Posted on October 17, 2012
The human tongue can identify five basic tastes; sweetness, sourness, saltiness, bitterness and umami. Out of the basic tastes, umami is the one that fascinates me the most. Umami is often described as to have a savoury, brothy and meaty taste. The taste can be found in foods such as tomatoes, mushrooms, soy sauce, grains and beans. Umami is not particularly palatable by itself; therefore it is mainly used to round the total flavour of a dish. As mentioned before, one of the foods that are really rich in umami are mushrooms. Among the mushrooms, one of the strongest umami-flavours comes from the shitake mushroom.

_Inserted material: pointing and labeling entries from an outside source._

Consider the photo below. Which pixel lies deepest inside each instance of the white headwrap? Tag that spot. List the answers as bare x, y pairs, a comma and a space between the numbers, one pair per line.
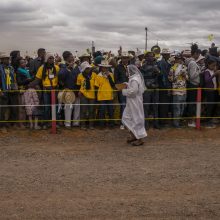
134, 71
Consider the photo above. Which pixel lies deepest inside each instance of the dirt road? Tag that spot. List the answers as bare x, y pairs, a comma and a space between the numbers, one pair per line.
96, 175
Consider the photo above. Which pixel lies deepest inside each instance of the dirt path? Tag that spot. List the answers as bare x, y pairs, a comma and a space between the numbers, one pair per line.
95, 175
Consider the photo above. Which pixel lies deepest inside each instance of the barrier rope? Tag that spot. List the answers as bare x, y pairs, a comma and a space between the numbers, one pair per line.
94, 120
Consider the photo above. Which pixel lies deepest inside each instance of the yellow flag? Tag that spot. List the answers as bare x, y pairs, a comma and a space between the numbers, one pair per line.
211, 37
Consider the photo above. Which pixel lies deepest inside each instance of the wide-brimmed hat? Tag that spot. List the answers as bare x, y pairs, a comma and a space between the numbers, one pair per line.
4, 55
85, 65
165, 51
126, 55
105, 63
66, 97
85, 55
48, 55
155, 47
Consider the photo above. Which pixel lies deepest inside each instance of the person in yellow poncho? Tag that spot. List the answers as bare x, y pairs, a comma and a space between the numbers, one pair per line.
7, 85
105, 84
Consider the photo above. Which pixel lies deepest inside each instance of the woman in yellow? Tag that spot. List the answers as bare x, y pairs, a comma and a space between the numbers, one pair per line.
86, 81
47, 75
105, 84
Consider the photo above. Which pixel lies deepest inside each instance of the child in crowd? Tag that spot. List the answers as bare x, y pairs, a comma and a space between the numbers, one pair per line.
211, 94
105, 84
31, 100
86, 81
178, 77
23, 78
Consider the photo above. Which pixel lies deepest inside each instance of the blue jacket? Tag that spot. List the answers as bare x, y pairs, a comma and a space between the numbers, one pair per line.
3, 78
163, 80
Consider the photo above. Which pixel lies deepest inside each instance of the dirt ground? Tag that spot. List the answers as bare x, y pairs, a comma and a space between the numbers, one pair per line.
96, 175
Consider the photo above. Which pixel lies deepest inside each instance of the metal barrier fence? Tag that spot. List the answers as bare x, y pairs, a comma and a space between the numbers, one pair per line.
54, 105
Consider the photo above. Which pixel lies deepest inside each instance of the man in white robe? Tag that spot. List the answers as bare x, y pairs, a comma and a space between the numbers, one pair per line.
133, 116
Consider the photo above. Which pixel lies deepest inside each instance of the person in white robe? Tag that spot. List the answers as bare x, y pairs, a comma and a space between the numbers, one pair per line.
133, 116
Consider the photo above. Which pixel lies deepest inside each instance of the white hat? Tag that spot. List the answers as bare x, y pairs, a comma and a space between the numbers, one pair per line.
165, 51
200, 58
105, 63
85, 65
48, 55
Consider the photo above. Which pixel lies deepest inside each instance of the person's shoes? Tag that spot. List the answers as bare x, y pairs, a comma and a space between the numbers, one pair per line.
131, 139
83, 128
192, 124
157, 127
215, 121
45, 127
138, 142
177, 126
210, 125
22, 127
122, 127
3, 130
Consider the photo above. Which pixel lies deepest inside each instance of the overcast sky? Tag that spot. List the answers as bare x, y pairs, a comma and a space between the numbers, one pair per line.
58, 25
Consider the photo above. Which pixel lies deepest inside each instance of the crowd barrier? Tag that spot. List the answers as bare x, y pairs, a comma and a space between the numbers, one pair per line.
54, 105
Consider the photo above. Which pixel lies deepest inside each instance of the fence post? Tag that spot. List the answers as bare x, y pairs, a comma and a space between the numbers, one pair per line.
53, 111
198, 108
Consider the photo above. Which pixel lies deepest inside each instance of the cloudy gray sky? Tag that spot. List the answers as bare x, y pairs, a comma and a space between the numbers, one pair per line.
73, 24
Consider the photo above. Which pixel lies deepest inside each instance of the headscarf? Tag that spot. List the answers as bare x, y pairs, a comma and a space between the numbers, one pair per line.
134, 71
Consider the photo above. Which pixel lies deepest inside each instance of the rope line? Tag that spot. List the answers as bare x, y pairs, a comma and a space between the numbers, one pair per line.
92, 120
77, 90
113, 104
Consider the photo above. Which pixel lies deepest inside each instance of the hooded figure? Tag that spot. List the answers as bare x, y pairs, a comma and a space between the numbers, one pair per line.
133, 116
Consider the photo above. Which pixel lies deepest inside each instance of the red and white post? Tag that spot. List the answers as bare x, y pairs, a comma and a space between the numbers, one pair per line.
53, 111
198, 108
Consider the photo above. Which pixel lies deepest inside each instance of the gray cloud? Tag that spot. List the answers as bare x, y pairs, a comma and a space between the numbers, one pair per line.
58, 25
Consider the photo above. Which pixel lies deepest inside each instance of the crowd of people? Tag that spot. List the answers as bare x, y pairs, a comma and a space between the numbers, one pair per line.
89, 88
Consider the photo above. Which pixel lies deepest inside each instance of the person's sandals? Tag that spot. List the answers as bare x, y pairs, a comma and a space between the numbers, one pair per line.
131, 139
139, 142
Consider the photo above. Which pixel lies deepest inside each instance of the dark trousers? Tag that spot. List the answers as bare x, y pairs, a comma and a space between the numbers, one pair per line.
211, 96
3, 101
47, 108
122, 102
164, 97
191, 97
151, 97
104, 108
9, 99
87, 111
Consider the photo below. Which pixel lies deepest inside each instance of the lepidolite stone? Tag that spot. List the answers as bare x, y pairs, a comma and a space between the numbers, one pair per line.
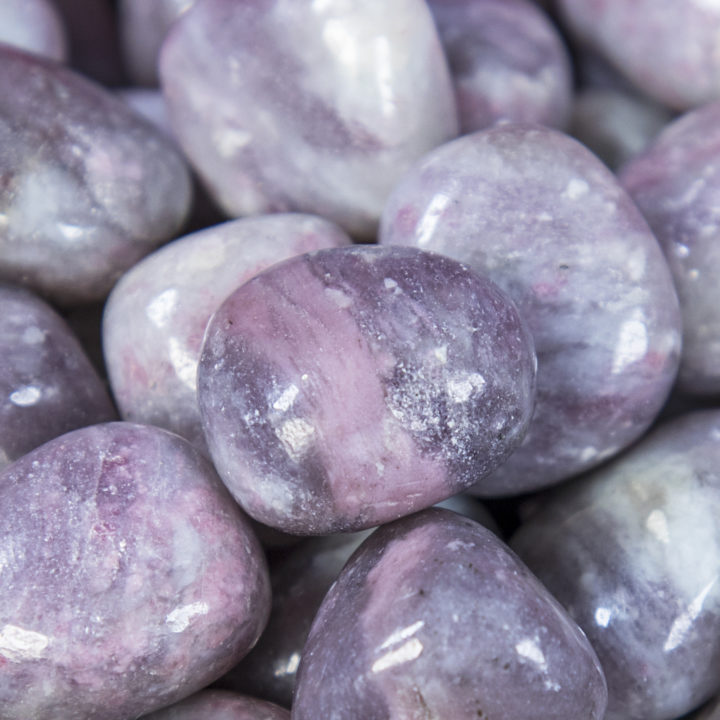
351, 386
507, 60
676, 184
88, 187
305, 105
433, 617
129, 578
633, 553
549, 223
156, 315
47, 384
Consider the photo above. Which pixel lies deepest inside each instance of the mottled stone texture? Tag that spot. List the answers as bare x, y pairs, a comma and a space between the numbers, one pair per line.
156, 316
667, 48
88, 187
507, 60
633, 553
129, 578
47, 384
433, 617
676, 184
305, 105
351, 386
547, 221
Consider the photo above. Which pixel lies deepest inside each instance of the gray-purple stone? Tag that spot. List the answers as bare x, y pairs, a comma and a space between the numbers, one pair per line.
676, 184
89, 188
47, 384
129, 578
156, 315
434, 617
507, 60
548, 222
351, 386
304, 105
633, 553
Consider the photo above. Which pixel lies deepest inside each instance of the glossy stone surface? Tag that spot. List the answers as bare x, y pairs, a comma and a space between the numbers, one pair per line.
90, 188
548, 222
633, 553
507, 60
351, 386
156, 316
47, 384
129, 578
305, 105
434, 617
676, 184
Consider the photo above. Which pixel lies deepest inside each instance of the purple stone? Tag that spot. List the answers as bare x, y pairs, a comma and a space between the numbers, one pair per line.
507, 60
633, 553
546, 220
129, 577
47, 384
304, 105
434, 617
92, 188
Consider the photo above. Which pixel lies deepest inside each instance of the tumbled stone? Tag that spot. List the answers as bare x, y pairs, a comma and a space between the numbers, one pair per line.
47, 384
351, 386
633, 553
676, 184
305, 105
548, 222
90, 187
434, 617
507, 60
156, 316
129, 577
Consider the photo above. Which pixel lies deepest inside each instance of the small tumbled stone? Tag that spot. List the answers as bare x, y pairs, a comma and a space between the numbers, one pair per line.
351, 386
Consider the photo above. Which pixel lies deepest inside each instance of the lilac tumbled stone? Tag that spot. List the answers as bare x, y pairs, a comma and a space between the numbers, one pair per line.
47, 384
129, 577
547, 221
633, 553
351, 386
156, 315
304, 105
433, 617
91, 187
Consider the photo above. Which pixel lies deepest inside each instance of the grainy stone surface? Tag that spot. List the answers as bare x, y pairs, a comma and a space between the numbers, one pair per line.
304, 105
352, 386
633, 553
129, 578
549, 223
434, 617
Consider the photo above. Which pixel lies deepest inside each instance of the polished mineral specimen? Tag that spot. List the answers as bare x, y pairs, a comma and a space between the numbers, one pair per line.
156, 316
88, 187
633, 553
507, 60
129, 577
351, 386
676, 184
433, 617
548, 222
305, 105
47, 384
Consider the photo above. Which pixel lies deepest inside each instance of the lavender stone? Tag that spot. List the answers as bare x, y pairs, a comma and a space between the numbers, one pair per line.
90, 188
433, 617
47, 384
633, 553
547, 221
303, 105
129, 577
352, 386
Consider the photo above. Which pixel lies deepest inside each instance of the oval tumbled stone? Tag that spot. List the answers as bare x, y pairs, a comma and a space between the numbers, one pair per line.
351, 386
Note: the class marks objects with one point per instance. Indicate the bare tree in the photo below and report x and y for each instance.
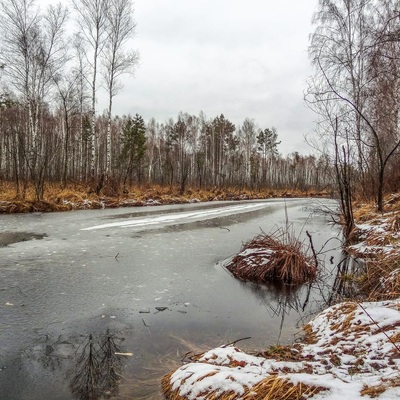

I accidentally found this week’s recipe (or experiment) a few weeks ago. I must admit that it sounded a bit too good to be true at first glance. Though, I decided to give it a go, and truth be told, I was blown away! It really does taste like bacon! The secret is in the roasting and dehydration of the shitakes, which concentrates the umami, making it taste just like bacon. This is a perfect low fat, low calorie and cruelty-free alternative to animal-derived bacon.
230g shitake mushrooms, sliced thin and preferably de-stemmed
3-4 Tbs extra virgin olive oil
1 tsp sea salt
To make Bacon: Preheat oven to 175C°. In a bowl combine the mushrooms, oil, and salt. Spread mushrooms on a parchment-lined baking sheet and place in oven. Roast mushrooms until dry and crisp, stirring about every 10 minutes, approximately 45 minutes to one hour. Make sure to keep an eye on the mushrooms since they burn quickly!
The bacon can be used as a garnish for salads, soups, pastas and stews. However, make sure to add the mushrooms just before serving, as they do tend to soften quickly. Feel free to add a few drops of liquid smoke for a more intense smoky flavour before roasting.